In the case of Kotak Ltd –vs- Vallabhdas Kooverji Dar-es-Salaam High Court Civil Appeal Number 15 of 1968 (1969) EA 295where it was held that:
“The purpose of the doctrine of res judicata is that there should be an end to litigation. Where a court has investigated an application and has concluded that whatever be the merits, the law provides no remedy, it cannot really be said that the application has not been determined on its merits. Re-filing the application is a way of seeking a different ruling from a court of equal jurisdiction, and avoiding her mechanism of an appeal. Any other view would make nonsense of the doctrine. There would be no end to litigation as one could continue filing identical applications until one found a magistrate prepared to hold that the Act was not retrospective. Once it is decided that a particular rule of law is applicable to a particular factual situation between the parties then as far as these parties are concerned in the identical factual situation, the fact of applicability of the rule is res judicata and can be challenged only on appeal.”
In the case of Mwangi Njangu vs Meshack Mbogo Wambugu and Another, HCCC 2340 of 1991- (Unreported)where it was held
“to allow this suit to go on will allow the plaintiff to embroil the entire judicial system- by all court levels-into an interminable litigation warfare over the same one acre of land, between the same parties or their privies for as long as theirs ingenuity will carry them. They will come in all guises.

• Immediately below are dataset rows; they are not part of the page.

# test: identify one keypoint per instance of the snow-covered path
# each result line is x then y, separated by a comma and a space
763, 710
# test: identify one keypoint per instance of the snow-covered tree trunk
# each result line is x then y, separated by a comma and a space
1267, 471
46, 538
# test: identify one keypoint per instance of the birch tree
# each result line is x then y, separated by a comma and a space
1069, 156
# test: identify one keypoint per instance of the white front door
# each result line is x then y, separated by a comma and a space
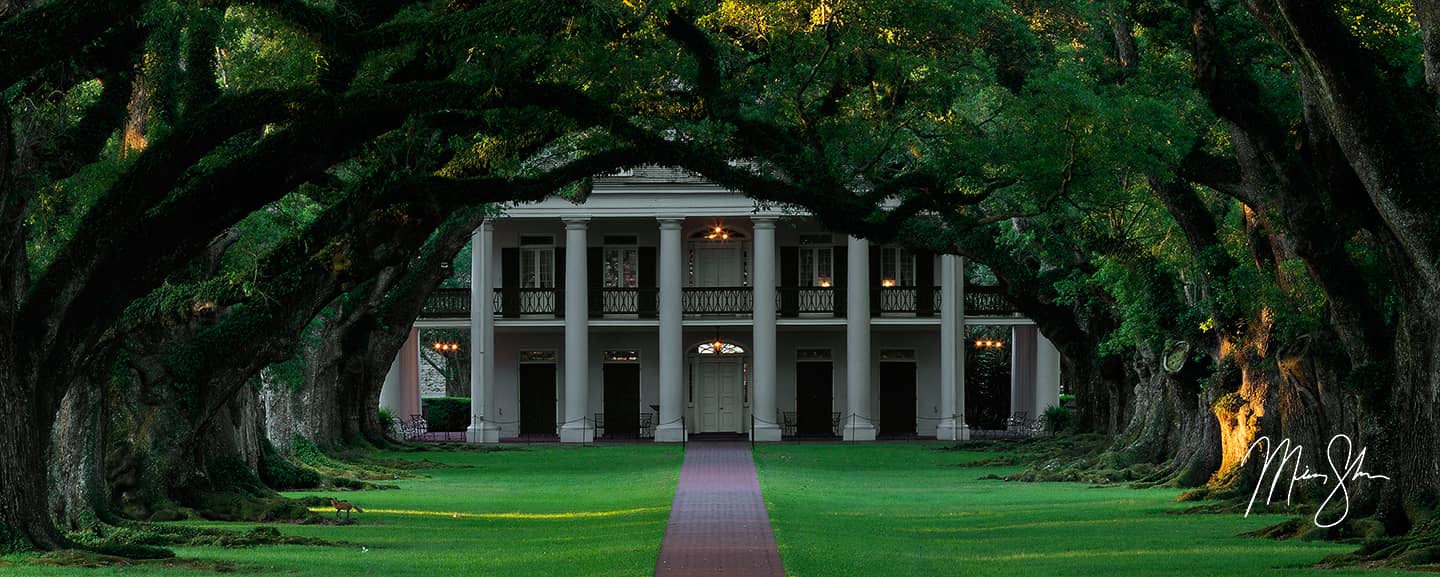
719, 392
717, 265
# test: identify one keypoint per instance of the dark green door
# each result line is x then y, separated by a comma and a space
622, 399
536, 399
897, 399
814, 396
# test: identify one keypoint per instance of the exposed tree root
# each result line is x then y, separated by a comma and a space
1416, 548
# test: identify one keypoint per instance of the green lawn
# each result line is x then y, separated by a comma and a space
837, 510
537, 511
909, 510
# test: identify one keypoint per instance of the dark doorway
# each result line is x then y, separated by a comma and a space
897, 399
814, 397
537, 399
621, 399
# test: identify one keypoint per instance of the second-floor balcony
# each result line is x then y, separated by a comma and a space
717, 301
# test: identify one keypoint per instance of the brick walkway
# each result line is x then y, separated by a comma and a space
717, 523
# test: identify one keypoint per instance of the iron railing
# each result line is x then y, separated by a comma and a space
447, 304
815, 300
979, 301
719, 300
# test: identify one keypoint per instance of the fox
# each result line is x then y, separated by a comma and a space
346, 507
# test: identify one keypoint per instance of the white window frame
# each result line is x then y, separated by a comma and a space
625, 253
533, 271
896, 266
814, 275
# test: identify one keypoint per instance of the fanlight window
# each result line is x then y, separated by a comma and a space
717, 233
719, 347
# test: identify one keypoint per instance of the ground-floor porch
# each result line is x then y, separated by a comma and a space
820, 389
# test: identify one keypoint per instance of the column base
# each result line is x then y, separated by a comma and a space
858, 432
671, 433
765, 433
578, 433
483, 433
951, 430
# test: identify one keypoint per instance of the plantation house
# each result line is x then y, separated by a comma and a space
667, 305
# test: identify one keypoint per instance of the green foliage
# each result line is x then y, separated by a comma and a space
447, 413
912, 511
1057, 418
1229, 403
10, 541
386, 419
282, 475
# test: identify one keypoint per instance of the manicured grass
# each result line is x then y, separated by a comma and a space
909, 510
534, 511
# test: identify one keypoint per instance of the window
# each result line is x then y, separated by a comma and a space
817, 266
896, 266
896, 354
719, 347
539, 357
536, 266
621, 266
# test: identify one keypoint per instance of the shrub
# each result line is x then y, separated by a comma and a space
447, 413
1057, 419
282, 475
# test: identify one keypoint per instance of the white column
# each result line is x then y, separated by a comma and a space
483, 428
1047, 374
392, 394
766, 423
671, 334
1023, 371
856, 422
576, 428
411, 376
952, 350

They will ask for declarations at one time; injunction at another or simultaneously damages; transfer of title; nullification thereof, eviction. They will sue in singles; they will sue in plural. They will add anyone coming into contact with this land. Title to this one acre of land will forever be in question. The same question will be gone into over and over again by tribunals of competence. If a litigant were allowed to go for ever re-litigating the same issue with the same opponent, before courts of competent jurisdiction, merely because he gives his case some cosmetic face-lift on every occasion he comes to court, then I do not see what use the doctrine of res judicata plays.”
NCC indicated that it had already handed over the management of the school to the Shree Visa Oshwal Community in compliance with the orders of Justice Nambuye issued on 20th June, 2008 and as such the application seeking to be enjoined and temporary and mandatory injunction comes after the fact. I therefore find no merit in the applicant’s application on the reasons given. This application is dismissed with cost to the plaintiff.
Orders accordingly
Dated, signed and delivered this 16th day of April 2014.